My apologies. My explanation was garbled because my mind was fried after several hours of intensive trouble shooting and other highly detailed work at the end of a long day.
I was, of course, talking about the latest version of iMovie, iMovie 10 - the one that came out with Mavericks. I am currently using Mavericks. The confusion over the version number arose for a number of reasons I won't go into. I am sorry for that, I am usually more careful about such things.
I am assuming that iMovie 10, the version in question, is unstable. There is no way it should have caused as much trouble as it did and I wonder why it isn't bigger news. On my 2009 27" iMac with 8 gigs of RAM, the crashes it caused were numerous and absolutely spectacular. I can barely remember having a crash or a hang in the years I have been using this iMac, though there have been a few - a very low number.
Anyway, I deleted iMovie 10 in launchpad and re-installed it. After re-installing it, I did what I think Apple wanted me to do when I launched it - namely, update my iMovie 9 files - which I later deleted.

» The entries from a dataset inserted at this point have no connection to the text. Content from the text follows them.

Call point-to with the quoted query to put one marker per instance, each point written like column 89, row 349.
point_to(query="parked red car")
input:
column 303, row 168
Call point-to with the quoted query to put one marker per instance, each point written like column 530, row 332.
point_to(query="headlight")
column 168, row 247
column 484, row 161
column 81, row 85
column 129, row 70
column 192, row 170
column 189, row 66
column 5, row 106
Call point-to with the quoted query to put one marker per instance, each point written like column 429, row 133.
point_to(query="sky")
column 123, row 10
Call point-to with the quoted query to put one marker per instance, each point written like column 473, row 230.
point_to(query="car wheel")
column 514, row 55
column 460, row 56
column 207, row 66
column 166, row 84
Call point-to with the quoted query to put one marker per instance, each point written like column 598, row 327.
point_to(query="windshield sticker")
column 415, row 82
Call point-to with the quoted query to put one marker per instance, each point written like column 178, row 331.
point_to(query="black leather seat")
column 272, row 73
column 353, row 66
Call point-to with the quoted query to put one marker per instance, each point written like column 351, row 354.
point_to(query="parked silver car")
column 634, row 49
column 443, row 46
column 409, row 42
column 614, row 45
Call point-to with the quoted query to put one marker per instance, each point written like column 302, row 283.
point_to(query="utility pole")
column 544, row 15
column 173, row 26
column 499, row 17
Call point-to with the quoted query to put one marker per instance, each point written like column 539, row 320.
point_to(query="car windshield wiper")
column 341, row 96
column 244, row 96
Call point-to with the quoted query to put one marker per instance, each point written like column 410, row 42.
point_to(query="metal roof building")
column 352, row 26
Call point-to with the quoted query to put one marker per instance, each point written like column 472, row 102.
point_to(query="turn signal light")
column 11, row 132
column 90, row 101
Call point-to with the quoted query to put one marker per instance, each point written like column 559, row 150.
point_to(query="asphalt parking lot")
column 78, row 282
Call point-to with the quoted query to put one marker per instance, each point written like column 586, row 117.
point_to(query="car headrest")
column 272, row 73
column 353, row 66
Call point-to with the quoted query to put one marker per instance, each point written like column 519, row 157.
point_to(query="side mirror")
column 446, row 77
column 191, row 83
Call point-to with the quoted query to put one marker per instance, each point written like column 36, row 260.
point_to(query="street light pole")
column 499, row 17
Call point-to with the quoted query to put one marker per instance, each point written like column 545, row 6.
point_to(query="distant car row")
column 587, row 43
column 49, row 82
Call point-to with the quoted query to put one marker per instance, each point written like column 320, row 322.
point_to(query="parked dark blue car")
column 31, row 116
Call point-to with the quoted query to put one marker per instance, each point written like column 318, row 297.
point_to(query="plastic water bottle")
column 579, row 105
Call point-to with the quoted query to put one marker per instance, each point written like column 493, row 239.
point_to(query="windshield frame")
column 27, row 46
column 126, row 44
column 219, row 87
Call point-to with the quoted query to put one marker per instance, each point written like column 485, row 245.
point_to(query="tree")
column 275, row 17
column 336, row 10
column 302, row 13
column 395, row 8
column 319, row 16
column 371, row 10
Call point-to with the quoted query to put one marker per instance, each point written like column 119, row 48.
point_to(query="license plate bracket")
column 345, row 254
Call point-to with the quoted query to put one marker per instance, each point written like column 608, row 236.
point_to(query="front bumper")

I did not in anyway rush iMovie 10 during it's unusually long launch time. I also let it do the file update and let it complete exporting a movie, which it decided to do for some reason.
So when it was up and running, I began making a movie - a test - with a voice over, a lot of stills and fades and such. I experienced zero problems. The program functioned as advertised and I was able to perform the usual array of editing functions without a hitch.
But, after such a rough inception, do I want to spend four or five hours creating a video and have iMovie 10 crash in the last few minutes of it and/or somehow hopelessly corrupt the project file? Do I assume it is stable enough to get me through a whole project? I'm still mulling that over.